Skip to content

Elasticsearch fails to start with error: "Failed to find metadata for index" on every restart #47276

Closed
@redbaron4

Description

@redbaron4

Elasticsearch version: 7.3.2

Plugins installed: []

JVM version (java -version): 1.8.0

OS version: Centos-7.4

We have been running an elasticsearch cluster consisting of 5 modes for quite some time now. After upgrade to v7, we have noticed a lot of times our nodes refuse to start with
an error nested: IOException[failed to find metadata for existing index XXX.

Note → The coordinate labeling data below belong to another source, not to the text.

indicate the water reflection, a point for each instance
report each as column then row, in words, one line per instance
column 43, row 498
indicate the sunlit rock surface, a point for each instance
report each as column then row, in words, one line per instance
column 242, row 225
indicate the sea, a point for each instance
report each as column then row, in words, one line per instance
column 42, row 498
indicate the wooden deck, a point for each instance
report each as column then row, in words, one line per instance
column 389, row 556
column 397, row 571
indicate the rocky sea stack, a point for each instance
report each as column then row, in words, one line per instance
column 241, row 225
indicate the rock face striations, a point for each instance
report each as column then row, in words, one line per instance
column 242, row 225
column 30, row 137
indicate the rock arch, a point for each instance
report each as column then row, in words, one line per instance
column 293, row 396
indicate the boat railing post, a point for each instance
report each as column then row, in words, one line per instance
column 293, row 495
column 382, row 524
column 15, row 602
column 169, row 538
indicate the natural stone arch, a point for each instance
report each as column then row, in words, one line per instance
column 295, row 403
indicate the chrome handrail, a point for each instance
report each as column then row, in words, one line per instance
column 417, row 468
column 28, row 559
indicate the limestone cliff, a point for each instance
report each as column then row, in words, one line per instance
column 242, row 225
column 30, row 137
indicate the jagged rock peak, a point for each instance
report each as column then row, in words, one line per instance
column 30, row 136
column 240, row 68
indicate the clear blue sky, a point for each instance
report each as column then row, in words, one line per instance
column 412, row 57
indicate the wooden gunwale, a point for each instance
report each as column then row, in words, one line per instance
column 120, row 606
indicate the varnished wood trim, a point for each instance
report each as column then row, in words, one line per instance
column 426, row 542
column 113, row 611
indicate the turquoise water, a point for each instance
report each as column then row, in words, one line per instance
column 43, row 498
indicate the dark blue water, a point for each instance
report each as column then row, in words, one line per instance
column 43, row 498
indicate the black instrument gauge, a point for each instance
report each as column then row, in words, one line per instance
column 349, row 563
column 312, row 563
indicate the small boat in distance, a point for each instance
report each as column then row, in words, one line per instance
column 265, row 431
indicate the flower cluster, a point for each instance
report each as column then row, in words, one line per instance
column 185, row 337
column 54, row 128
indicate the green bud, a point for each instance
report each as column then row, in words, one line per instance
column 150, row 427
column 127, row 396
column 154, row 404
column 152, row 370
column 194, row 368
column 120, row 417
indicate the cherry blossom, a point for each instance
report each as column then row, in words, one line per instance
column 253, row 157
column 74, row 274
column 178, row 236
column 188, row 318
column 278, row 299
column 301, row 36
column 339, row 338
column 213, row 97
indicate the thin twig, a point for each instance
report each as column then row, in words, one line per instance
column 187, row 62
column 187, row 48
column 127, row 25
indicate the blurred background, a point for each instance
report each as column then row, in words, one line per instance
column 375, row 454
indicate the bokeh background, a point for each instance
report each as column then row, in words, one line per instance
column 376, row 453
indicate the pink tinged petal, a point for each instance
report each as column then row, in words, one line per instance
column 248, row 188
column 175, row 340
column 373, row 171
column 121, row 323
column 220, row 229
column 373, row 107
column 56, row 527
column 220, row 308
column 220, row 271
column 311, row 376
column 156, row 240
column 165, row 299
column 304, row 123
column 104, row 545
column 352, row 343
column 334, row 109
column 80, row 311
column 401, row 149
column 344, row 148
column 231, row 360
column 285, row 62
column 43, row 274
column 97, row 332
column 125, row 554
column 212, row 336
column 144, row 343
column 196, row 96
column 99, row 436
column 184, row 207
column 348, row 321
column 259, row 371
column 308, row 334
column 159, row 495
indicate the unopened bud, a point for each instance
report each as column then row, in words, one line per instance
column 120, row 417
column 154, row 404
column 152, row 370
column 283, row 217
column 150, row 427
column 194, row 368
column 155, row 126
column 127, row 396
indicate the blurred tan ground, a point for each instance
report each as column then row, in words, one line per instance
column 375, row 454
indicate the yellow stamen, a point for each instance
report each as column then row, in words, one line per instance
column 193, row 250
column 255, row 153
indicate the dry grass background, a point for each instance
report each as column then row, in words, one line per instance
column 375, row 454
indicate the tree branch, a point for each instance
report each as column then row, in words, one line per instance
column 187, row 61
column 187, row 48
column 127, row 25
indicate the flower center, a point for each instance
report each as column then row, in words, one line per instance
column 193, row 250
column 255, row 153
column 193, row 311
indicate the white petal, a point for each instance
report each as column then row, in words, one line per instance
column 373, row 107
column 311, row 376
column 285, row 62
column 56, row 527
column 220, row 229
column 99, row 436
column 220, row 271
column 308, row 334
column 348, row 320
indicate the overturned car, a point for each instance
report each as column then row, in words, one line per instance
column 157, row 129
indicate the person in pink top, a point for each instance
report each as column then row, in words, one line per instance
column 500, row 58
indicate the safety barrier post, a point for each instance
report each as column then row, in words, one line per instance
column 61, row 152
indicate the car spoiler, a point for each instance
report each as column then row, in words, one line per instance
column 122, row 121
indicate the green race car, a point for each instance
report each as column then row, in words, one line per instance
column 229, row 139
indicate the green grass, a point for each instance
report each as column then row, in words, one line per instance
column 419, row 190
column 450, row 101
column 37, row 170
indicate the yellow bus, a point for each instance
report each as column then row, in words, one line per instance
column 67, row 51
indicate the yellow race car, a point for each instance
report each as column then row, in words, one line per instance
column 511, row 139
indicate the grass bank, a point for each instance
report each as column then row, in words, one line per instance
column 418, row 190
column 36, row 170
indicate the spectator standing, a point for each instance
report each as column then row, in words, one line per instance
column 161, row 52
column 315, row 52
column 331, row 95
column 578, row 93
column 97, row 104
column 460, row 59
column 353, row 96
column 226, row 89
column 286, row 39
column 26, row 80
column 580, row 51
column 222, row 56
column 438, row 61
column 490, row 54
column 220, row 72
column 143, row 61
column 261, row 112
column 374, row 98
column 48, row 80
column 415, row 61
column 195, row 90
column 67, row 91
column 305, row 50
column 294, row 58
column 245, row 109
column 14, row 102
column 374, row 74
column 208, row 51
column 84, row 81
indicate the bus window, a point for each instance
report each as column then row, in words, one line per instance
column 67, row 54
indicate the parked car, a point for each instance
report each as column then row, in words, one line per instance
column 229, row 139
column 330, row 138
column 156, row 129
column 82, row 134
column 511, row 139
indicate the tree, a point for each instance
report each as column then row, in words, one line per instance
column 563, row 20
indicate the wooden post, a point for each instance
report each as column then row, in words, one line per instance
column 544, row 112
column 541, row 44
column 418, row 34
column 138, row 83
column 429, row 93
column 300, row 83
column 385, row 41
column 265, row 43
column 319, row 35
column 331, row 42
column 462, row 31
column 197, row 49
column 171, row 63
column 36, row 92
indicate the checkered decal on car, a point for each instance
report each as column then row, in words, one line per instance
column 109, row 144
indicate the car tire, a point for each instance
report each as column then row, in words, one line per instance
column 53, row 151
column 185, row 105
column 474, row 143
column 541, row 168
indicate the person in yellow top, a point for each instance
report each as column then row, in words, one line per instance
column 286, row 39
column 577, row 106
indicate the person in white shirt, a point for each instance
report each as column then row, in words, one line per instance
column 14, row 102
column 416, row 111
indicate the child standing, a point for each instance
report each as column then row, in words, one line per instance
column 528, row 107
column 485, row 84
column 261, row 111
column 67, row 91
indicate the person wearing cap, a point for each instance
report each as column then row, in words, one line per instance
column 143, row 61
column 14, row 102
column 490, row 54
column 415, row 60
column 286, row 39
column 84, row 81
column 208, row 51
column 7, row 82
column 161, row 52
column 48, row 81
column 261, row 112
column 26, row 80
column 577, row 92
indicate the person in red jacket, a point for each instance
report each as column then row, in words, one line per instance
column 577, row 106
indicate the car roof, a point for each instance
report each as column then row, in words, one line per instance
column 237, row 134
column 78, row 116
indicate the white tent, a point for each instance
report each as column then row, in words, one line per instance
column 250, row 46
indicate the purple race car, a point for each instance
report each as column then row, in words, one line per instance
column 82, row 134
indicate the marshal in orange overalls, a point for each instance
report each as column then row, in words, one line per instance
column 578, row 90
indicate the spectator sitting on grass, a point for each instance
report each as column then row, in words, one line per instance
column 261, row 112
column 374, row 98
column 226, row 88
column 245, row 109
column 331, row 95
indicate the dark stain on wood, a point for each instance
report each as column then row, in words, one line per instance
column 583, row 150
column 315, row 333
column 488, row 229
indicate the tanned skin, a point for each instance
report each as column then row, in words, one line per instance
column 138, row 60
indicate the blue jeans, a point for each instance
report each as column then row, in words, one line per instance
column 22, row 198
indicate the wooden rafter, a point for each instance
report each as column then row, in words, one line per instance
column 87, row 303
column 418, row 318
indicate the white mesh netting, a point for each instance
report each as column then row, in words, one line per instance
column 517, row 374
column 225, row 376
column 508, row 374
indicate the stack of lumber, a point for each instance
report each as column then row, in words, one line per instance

The first time I encountered this error, I searched the discuss board and found this which talks of stronger startup checks enforced by ES-7.x and points to data directory getting corrupted due to external factors. Thinking it may be the same probloem, I duly took the node offline and ran a disk check which reported no errors. So I deleted the data directory, started the node and that was that.

However, the next time I did a rolling upgrade of my cluster, a different node failed with a similar error (The index name was different). I followed the same emergency procedure (delete data directory and restart node) and cluster was fixed.

Now after every rolling upgrade I seem to run into this error with atleast one of my node. The index name always points to a closed index. The error occurs only on restart (never while elasticsearch is running).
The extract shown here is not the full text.